Introduction

Meta continues to push the boundaries of AI-driven recommendation systems, aiming to enhance user experiences and advertiser outcomes. To achieve the next leap in performance, the company is scaling its ad recommendation runtime models to the size and complexity of large language models (LLMs). This advancement enables a deeper understanding of user interests and intent. However, this scaling introduces a critical challenge known as the inference trilemma—balancing increased model complexity with the strict latency and cost demands of a global platform serving billions.
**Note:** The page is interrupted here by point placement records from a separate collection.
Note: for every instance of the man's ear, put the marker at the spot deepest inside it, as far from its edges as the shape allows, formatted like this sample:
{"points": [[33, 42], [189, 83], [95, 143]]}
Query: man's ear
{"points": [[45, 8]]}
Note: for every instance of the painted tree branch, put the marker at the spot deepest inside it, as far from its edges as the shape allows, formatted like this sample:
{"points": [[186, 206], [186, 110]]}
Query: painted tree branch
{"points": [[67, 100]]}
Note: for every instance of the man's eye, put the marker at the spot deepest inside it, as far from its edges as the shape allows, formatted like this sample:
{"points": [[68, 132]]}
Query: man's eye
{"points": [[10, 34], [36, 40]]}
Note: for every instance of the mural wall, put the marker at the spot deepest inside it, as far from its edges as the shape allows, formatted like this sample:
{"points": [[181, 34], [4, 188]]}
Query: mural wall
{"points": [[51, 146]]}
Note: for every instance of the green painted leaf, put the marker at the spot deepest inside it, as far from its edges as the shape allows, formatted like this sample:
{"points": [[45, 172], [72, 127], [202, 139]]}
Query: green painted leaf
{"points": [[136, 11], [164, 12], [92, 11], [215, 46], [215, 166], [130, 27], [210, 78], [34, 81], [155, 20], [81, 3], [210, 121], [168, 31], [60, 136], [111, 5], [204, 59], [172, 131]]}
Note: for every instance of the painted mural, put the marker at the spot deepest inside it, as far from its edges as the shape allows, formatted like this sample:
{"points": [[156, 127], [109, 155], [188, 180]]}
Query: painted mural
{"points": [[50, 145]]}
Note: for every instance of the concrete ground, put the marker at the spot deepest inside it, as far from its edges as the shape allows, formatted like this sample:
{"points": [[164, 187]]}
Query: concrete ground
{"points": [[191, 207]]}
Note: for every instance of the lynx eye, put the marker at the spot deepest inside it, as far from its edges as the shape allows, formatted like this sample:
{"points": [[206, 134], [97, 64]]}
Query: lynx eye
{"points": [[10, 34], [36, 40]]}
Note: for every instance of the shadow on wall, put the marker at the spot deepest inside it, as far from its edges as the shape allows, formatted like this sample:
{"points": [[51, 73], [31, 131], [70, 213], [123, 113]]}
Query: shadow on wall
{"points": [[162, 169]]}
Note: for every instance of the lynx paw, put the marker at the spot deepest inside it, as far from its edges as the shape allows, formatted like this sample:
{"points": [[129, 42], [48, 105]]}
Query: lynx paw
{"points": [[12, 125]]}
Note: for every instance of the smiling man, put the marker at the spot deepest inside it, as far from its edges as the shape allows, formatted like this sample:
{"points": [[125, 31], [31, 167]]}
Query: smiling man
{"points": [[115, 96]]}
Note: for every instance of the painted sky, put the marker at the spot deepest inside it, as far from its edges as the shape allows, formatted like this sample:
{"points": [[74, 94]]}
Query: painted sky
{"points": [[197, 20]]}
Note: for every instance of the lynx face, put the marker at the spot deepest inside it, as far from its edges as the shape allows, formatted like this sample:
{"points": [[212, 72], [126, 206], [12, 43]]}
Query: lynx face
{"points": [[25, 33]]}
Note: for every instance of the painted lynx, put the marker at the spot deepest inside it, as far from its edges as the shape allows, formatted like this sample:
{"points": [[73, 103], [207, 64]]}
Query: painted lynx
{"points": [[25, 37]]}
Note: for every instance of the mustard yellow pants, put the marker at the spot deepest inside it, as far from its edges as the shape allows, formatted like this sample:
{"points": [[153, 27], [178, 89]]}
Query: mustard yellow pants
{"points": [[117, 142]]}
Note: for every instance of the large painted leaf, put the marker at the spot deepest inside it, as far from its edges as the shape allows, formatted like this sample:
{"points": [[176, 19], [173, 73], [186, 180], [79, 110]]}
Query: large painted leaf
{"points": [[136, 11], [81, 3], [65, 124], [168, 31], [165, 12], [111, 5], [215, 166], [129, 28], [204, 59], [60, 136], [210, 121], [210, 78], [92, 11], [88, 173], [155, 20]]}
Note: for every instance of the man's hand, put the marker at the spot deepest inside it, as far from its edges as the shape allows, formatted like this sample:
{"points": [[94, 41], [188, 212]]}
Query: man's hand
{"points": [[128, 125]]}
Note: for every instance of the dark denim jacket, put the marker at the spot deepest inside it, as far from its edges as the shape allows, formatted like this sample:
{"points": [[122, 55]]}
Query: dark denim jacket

Meta's answer is the Adaptive Ranking Model, a system that bends the inference scaling curve by delivering high ROI and industry-leading efficiency.

How Meta's Adaptive Ranking Model Transforms Ad Serving with LLM-Scale Intelligence — Source: engineering.fb.com

The Inference Trilemma

The inference trilemma arises from three conflicting requirements: model sophistication, low latency, and cost efficiency. As models grow to LLM scale, they demand more compute and memory, yet ad serving requires sub-second response times and economical operation. Traditional one-size-fits-all inference cannot satisfy all three simultaneously. Meta's adaptive approach solves this by intelligently routing each request to the most suitable model based on context and intent.

Adaptive Ranking: Dynamic Model Selection

The core innovation is replacing static inference with intelligent request routing. Instead of applying the same model to every query, the system analyzes a person's context—such as browsing history, device, and real-time behavior—to determine the optimal complexity level. This ensures every request is served by a model that balances effectiveness and efficiency, maintaining the platform's strict latency requirements while delivering a high-quality experience.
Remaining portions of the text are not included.